For most of 2020-2022, larger CROs were posting book to bills mostly within a 0.05 range of each other, while you are now seeing IQVIA and Medpace consistently post 1.25 – 1.30 and higher while ICON and LabCorp are slipping towards 1.20 and lower, and Syneos is continuously well below 1.0.
The lower performing CROs explain their declining performance to "macroeconomic headwinds", "funding challenges for our customers", the "non human primate issue", and- the most bizarre comes from LabCorp and was repeated multiple times- "customers are waiting until after the (spinoff) transaction is complete to award new business".
The higher performing CROs, by contrast, might mention some funding difficulty among parts of the customer base, but insist they’re not seeing it impact RFP and award flows, and most importantly they’ve been emphasizing that for multiple quarters now.
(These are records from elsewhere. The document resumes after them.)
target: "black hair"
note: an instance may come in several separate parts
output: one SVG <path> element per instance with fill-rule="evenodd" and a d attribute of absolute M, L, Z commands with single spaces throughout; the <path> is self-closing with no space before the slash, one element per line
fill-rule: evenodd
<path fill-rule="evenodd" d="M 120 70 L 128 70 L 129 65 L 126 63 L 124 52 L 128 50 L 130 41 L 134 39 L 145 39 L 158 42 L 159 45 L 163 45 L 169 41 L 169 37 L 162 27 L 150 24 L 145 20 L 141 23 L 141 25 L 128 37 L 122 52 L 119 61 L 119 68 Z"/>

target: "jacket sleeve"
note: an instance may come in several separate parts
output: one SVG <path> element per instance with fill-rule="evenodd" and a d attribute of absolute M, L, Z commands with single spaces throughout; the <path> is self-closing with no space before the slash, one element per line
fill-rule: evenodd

IQVIA’s CEO flat out says “we are not seeing any funding issues" and "we’re not seeing any sort of slowdown in terms of clients not wanting to start trials".
Cancellation rates are tough to tease out, but across most CROs, eClinical companies, and non-publicly traded parts of the industry I work with, they are increasing from 2020-2022 levels to pre-COVID norms of 15%-20%.
The pricing environment is far more competitive and difficult than in recent years. A few quarters ago the commentary was price increases being a non-issue, and that’s no longer the case.
I was asked why Syneos was acquired for “such a low premium”. You have to look at their abysmal quarterly results that were reported a few minutes after their go-private transaction was announced. I can’t prove it, but I’m fairly certain their share price was going to implode following those results. On that basis, the premium was not so low.
Labor attrition is rapidly declining, back towards and in some cases low than pre-COVID norms. It was mentioned, however, that clinical sites continue to see elevated labor attrition which is affecting study performance.
Backlog conversion continues to lag out as vaccine backlog is replaced with oncology and other longer-duration therapeutic work. This dynamic explains why a 1.20 book to bill doesn't get you the same revenue growth as it did the past few years.
Bad debt reserves are increasing in response to bankruptcies and payment delays.
AI/ML was mentioned far more frequently than decentralized trials, the latter hardly an afterthought.
Thermo Fisher needs to get more specific on PPD’s performance- if anything for the sake of its share price, since PPD seems to be outperforming the rest of its business and likely gaining market share (revenue growth “mid-teens”, book to bill undisclosed).
I’ll say it again- we need more publicly traded standalone CROs, site networks, patient recruitment, and eClinical companies! We’ll lose one when Syneos goes private, and gain one when Fortrea is spun out from LabCorp.